Così anche oggi il segretario rassicura che l'"innovazione"
annunciata è l'"uscita da sinistra" dalla crisi del movimento
operaio: e in questo senso colloca la stessa svolta identitaria della “non
violenza” e la scelta del "nuovo" partito della Sinistra europea.
Purtroppo conta la realta’,
non la sua rappresentazione. E oltretutto la stessa rappresentazione
della realtà che si fa nel partito non è la rappresentazione della realtà che
si fornisce all’esterno, in particolare alla stampa borghese.
Interrogato dal giornale della Margherita Europa, attorno agli obiettivi del Prc in Europa e in Italia, Fausto Bertinotti così risponde: "Non ho dubbi.
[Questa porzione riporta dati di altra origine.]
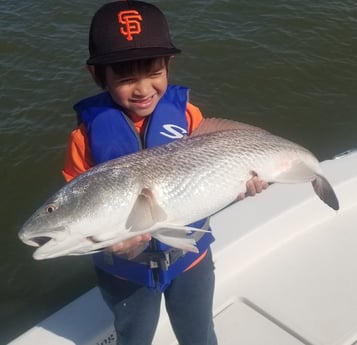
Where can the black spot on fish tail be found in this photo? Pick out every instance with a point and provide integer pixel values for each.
(325, 192)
L’obiettivo centrale della lotta politica in Italia e in Europa è una vera riforma del sistema capitalistico… Se entriamo in un’era dell’Alternanza, io credo che la sfida vada accettata. E che il partito della Sinistra europea possa avere il ruolo di governo che pensiamo per Rifondazione in Italia”.
RIFORMA DEL CAPITALE E
ALTERNANZA DI GOVERNO: DOV'E' IL "NUOVO"? L'UTOPIA DEL RIFORMISMO
OGGI.
Riforma del capitalismo,
alternanza di governo. Viene da chiedere banalmente: "Dov’è il
comunismo?" E prima ancora: "Dov’è l’innovazione radicale, la
celebrata rottura col Novecento, il "nuovo" pensiero del
"nuovo" secolo? Riforma del capitalismo e compromesso riformatore con
la borghesia: per dirla con Rosa Luxemburg si tratta dei "soliti, vecchi,
ronzini del riformismo che non hanno mai nulla di nuovo da dire". Ed in
effetti è tutto ciò contro cui è nato il marxismo; tutto ciò contro cui è
stato rifondato a ridosso della rivoluzione d’Ottobre; tutto ciò che ha
accomunato la socialdemocrazia e lo stalinismo, contro il marxismo
rivoluzionario, per larga parte del Novecento.
L’unica vera novità è che
queste vecchie suggestioni riformiste vengono riproposte non solo nel nome della
rifondazione comunista, ma in un contesto storico nuovo che, tanto più oggi, le
priva di una base materiale e ne accentua il carattere subalterno.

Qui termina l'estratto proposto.